The budget proposes essentially ending Section 8 and other housing voucher programs and calls for cutting rental aid by about 40% and sending that money to states “to design their own rental assistance programs based on their unique needs and preferences,” according to NPR.
It would also impose a two-year cap on rental assistance for able-bodied adults as an incentive to get them out of public housing.
“Government subsidies were never meant to be a hammock,” Turner said. “They’re meant to be a trampoline.”
Welfare to work
Both Turner and Crapo cited President Bill Clinton’s “welfare to work” initiative in the 1990s, cutting welfare and getting people back to work.
And by all accounts, it worked. Welfare caseloads declined about 60%, the percentage of U.S. children on welfare dropped to a 30-year low and childhood poverty dropped, according to an article by Ron Haskins, of the Brookings Institution.
But times are different.
The economy was roaring in the 1990s, a decade that saw 18.6 million jobs created under Clinton.
Plus, Congress actually did some work back then and expanded social programs — including child care, the child tax credit, Medicaid, the standard deduction and the personal exemption in the tax code, and the Earned Income Tax Credit — that were designed to help low-income families who work, according to Haskins.
Today, though, Congress is focused on shrinking some of these programs, most notably Medicaid and food stamps. The child tax credit is growing a measly $200.
Meanwhile, wealth inequality has also grown dramatically since the 1990s.
While the average household income for the middle and lower quintiles have remained relatively flat since 1981, the average household income for the top quintile has grown from $227,900 in 1996 to $418,100 in 2021, according to the Peter G. Peterson Foundation.
We’re increasingly becoming a nation of haves and have-nots.
Idaho Housing Survey
One of the key highlights of Crapo’s 2025 Idaho Housing Survey is the growing disparity between wages and the cost of a mortgage, rents and property taxes, with many saying they “make too much to qualify for housing assistance but not enough to afford market rates,” according to the survey that is scheduled to be released today.
Another key takeaway from Crapo’s survey is that renters, particularly those in lower-income brackets, are severely affected, with a majority reporting that housing costs exceed the 30% affordability threshold of their gross monthly income.
The survey also noted an imbalance in supply and demand, with builders not able to build houses and apartments to keep up with demand. Meanwhile, though, U.S. Immigration and Customs Enforcement agents are rounding up undocumented immigrants and deporting them or jailing them, threatening the very workforce that builds those houses and apartments. And President Trump’s tariffs are threatening to stall the economy.
Cutting regulations to help induce more housing production is well and good, as long as those cuts don’t threaten safety or reduce energy efficiency standards so that low-income residents end up paying more in utility bills.

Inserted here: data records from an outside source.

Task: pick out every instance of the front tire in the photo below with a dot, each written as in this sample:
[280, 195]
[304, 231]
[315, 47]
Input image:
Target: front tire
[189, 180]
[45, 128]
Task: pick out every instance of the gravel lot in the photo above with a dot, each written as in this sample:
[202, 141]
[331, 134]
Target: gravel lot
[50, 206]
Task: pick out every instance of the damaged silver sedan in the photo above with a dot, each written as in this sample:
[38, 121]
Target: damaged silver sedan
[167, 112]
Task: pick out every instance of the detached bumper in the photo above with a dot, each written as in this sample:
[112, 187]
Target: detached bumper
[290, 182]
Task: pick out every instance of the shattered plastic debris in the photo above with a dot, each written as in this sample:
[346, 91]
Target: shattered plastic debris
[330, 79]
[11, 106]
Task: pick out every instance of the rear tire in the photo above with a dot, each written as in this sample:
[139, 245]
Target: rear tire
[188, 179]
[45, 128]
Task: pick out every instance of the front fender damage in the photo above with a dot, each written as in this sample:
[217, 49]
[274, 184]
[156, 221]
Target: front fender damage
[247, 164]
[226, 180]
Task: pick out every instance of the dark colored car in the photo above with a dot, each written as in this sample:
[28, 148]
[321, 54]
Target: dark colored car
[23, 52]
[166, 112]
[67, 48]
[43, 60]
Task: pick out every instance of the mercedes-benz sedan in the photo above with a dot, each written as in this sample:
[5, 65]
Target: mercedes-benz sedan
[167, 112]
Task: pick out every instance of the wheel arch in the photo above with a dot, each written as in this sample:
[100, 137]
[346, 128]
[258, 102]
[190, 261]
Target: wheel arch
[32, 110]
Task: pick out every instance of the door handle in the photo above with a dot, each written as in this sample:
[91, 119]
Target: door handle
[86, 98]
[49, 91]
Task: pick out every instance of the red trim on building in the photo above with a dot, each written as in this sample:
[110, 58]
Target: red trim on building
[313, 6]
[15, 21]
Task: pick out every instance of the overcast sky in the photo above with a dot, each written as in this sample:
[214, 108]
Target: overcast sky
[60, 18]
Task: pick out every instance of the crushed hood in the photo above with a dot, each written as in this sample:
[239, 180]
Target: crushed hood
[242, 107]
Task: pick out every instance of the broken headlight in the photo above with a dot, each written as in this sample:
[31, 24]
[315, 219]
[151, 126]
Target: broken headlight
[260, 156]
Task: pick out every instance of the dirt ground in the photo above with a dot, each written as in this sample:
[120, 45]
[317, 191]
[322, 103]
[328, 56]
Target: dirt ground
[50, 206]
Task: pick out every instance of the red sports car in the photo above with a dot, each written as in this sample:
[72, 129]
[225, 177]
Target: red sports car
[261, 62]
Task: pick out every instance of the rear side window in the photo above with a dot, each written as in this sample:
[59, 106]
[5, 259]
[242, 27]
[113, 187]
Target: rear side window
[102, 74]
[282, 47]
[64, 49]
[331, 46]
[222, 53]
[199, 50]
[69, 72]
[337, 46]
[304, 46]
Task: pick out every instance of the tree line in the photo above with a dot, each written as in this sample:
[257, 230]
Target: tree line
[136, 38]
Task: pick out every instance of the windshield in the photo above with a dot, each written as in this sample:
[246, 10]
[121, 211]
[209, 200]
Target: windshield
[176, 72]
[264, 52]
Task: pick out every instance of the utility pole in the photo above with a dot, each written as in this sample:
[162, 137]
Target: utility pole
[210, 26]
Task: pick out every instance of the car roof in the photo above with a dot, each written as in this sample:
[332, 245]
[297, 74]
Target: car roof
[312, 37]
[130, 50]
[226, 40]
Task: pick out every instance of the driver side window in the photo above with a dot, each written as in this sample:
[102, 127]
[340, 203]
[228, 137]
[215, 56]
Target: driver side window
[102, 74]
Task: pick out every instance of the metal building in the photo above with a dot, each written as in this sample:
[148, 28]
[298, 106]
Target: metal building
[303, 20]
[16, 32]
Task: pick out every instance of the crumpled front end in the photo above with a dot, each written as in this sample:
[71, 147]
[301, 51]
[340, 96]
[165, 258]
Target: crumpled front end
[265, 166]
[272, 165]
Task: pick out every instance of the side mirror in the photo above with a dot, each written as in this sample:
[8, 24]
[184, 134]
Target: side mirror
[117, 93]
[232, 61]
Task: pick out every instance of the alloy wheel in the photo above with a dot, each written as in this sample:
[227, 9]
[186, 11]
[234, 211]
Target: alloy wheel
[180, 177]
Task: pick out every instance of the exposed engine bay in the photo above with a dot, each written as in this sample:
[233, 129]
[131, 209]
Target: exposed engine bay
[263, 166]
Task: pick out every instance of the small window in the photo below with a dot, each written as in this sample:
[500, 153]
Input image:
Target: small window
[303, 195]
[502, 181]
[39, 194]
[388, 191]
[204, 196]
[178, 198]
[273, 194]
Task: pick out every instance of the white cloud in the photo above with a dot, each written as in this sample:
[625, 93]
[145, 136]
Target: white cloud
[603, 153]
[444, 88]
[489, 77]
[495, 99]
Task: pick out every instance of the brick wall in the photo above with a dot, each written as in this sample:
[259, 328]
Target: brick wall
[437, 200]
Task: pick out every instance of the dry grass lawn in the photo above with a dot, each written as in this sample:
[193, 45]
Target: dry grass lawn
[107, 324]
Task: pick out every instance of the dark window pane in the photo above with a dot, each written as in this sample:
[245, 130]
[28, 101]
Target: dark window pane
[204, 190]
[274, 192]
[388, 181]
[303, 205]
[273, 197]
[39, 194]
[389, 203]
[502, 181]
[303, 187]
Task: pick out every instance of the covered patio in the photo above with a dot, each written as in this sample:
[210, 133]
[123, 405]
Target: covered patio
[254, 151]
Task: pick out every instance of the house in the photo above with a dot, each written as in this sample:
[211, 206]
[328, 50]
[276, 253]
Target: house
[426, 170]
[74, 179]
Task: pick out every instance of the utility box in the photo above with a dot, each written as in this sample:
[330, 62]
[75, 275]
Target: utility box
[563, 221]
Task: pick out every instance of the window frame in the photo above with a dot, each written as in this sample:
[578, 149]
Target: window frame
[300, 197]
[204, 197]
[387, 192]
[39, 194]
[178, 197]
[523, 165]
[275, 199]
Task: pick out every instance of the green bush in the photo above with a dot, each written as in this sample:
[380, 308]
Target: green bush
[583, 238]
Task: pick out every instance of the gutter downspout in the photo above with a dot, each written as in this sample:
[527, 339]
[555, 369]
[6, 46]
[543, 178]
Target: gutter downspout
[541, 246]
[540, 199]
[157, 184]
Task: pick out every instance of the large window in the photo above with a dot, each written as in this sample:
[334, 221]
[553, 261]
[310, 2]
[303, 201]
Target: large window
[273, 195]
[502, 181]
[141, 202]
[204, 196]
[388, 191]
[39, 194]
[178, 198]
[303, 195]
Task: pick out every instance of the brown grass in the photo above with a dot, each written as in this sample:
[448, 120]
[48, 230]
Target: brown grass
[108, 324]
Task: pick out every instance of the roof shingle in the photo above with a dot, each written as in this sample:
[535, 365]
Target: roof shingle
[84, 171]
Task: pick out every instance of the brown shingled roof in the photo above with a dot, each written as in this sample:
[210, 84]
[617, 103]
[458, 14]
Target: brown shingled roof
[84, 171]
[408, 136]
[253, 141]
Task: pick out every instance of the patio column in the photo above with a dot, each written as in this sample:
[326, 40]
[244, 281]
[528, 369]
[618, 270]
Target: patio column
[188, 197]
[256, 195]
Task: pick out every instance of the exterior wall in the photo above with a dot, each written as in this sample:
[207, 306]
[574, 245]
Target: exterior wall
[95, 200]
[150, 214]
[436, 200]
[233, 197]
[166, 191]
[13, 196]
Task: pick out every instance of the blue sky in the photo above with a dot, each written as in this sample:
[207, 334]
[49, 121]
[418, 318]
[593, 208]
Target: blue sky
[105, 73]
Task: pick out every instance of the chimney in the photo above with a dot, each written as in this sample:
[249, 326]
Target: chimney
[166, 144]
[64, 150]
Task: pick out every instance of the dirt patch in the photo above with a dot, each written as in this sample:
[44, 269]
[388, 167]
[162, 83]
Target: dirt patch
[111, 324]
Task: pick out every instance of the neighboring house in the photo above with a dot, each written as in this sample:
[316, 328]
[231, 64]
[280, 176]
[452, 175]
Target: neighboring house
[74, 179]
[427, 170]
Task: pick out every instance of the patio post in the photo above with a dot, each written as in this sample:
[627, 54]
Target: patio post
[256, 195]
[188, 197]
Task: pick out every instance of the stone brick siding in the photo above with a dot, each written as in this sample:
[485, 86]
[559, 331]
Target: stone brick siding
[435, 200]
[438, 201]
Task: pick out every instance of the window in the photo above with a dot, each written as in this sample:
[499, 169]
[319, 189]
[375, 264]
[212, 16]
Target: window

Simply telling that 52-year-old woman that she needs to leave her public housing apartment and go find another place to live isn’t as simple as it sounds.
And then on top of that, Congress, with the passage of the One Big Beautiful Bill, wants to make it harder for her to qualify for Medicaid and get food stamps.
Republicans like Crapo and Turner are making a big bet that we’re going to enter some golden age of unprecedented growth and prosperity, and I sure hope they’re right.
But if they’re wrong, a lot of Americans — particularly the little guys — are going to be the most affected.
And they’re going to be in a world of hurt if there’s a big gaping hole in that trampoline that Turner’s talking about.